ChoicesUK
- Company type: Public company
- Industry: Home video
- Founded: 1985
- Defunct: 2007
- Fate: Closed 2007
- Headquarters: Peterborough, Cambridgeshire, United Kingdom
- Products: Retailing and renting of DVD, VHS, and Video Games
- Website: www.choicesuk.com ^{[dead link]}

= ChoicesUK =

UK media rental shop chain

ChoicesUK was a British chain of DVD and video game rental shops across the United Kingdom. The company was the second largest video rental shop chain in the UK before its closure in 2007.

It was a multi-channel distributor and retailer of DVDs, computer games and CDs. The company was listed on the Alternative Investment Market (AIM) in London.

== History ==
=== Foundation and early years ===
ChoicesUK, formerly Home Entertainment Corporation (HEC), was established in 1985. In this pre-internet period, the company's main strategy was to exploit the UK video market.

Initially, the business was centred on video rental through its "Video Box Office" stores (now ChoicesUK Local) which supplied white-label goods to third party convenience stores. The company's first B2C store opened in 1986, under the name of "Choices Video", offering a selection of videos for rental and various confectionery products. In 1991, the company added a mail order service for the sale (not rental) of videos, and later DVDs.

ChoicesUK's pre-internet strategy focused on three areas: video and DVD rental through "Choices Video" stores, supplying third-party outlets with white-label videos and DVDs, and a catalogue-based mail order service for videos and DVDs.

These three areas saturated the pre-internet marketplace, making ChoicesUK a highly competitive organisation to challenge the market leader Blockbuster Ltd.

=== Impact of the internet ===
From 1991 to 2003 ChoicesUK experienced a period of relative continuity, where the established strategy remained largely unchanged, with the exception of minor incremental changes.
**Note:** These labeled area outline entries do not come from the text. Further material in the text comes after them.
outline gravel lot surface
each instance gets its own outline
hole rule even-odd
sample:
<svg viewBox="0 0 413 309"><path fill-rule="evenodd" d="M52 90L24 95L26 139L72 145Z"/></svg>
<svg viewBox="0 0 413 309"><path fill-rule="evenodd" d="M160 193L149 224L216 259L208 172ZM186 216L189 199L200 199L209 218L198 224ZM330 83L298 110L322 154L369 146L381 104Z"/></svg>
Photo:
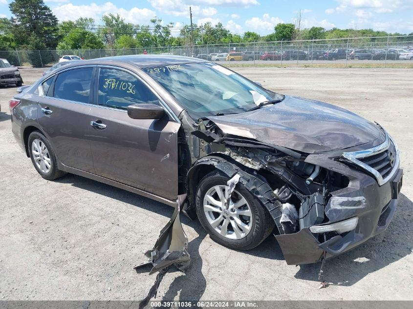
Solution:
<svg viewBox="0 0 413 309"><path fill-rule="evenodd" d="M239 68L281 93L327 102L384 126L400 149L404 185L388 229L320 265L289 266L273 237L248 252L212 242L197 221L183 217L191 267L168 273L157 299L413 300L413 71ZM22 70L26 84L42 70ZM138 300L155 276L137 274L173 208L126 191L68 175L43 179L11 131L0 88L0 299Z"/></svg>

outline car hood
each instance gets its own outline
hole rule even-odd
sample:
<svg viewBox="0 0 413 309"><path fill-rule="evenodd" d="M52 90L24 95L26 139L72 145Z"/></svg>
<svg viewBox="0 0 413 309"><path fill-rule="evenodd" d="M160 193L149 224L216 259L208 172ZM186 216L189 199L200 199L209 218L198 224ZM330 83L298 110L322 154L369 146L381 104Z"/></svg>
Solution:
<svg viewBox="0 0 413 309"><path fill-rule="evenodd" d="M3 67L0 68L0 74L10 74L18 70L16 67Z"/></svg>
<svg viewBox="0 0 413 309"><path fill-rule="evenodd" d="M289 96L251 112L208 119L224 133L308 154L366 144L381 132L375 124L340 107Z"/></svg>

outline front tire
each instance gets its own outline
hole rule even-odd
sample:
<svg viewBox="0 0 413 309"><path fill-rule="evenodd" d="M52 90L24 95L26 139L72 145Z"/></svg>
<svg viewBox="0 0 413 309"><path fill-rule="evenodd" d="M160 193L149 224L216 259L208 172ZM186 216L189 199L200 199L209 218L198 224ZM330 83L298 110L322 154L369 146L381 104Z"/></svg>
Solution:
<svg viewBox="0 0 413 309"><path fill-rule="evenodd" d="M54 180L66 174L57 168L57 160L49 141L40 131L29 135L29 154L37 172L44 179Z"/></svg>
<svg viewBox="0 0 413 309"><path fill-rule="evenodd" d="M199 183L196 194L196 214L211 239L237 250L249 250L271 233L274 220L260 200L240 183L237 184L228 209L223 205L229 178L215 170Z"/></svg>

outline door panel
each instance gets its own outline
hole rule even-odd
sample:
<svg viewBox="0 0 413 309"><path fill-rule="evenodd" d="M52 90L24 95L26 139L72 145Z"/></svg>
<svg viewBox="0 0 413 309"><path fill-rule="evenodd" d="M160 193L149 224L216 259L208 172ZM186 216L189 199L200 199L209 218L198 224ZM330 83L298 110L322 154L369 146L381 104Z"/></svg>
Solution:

This was followed by a period of industry flux, in response to the quick emergence of virtual rental companies and Video On Demand (VOD) services such as Sky Box Office.

In response to the threat from the Internet, ChoicesUK decided to re-brand its divisions under this name and focus upon a single brand strategy to encompass all company activities. This aimed to improve brand awareness and increase the overall industry presence in the UK's home entertainment retail and distribution market.

After this rebranding strategy, ChoicesUK had 3 divisions:

- ChoicesUK stores - had 180 outlets located throughout the UK, catering for impulse rentals of DVDs, games and music
- ChoicesUK Local - supplied third-party outlets with white-label DVDs.
- ChoicesUK Direct - incorporated the catalogue mail-order service, and transferred this service to an on-line mail order service, through the ChoicesUK website

ChoicesUK chose to circumvent the DVD-by-mail market, and instead focused upon its physical base of stores and supplying the convenience store sector with new white-label goods.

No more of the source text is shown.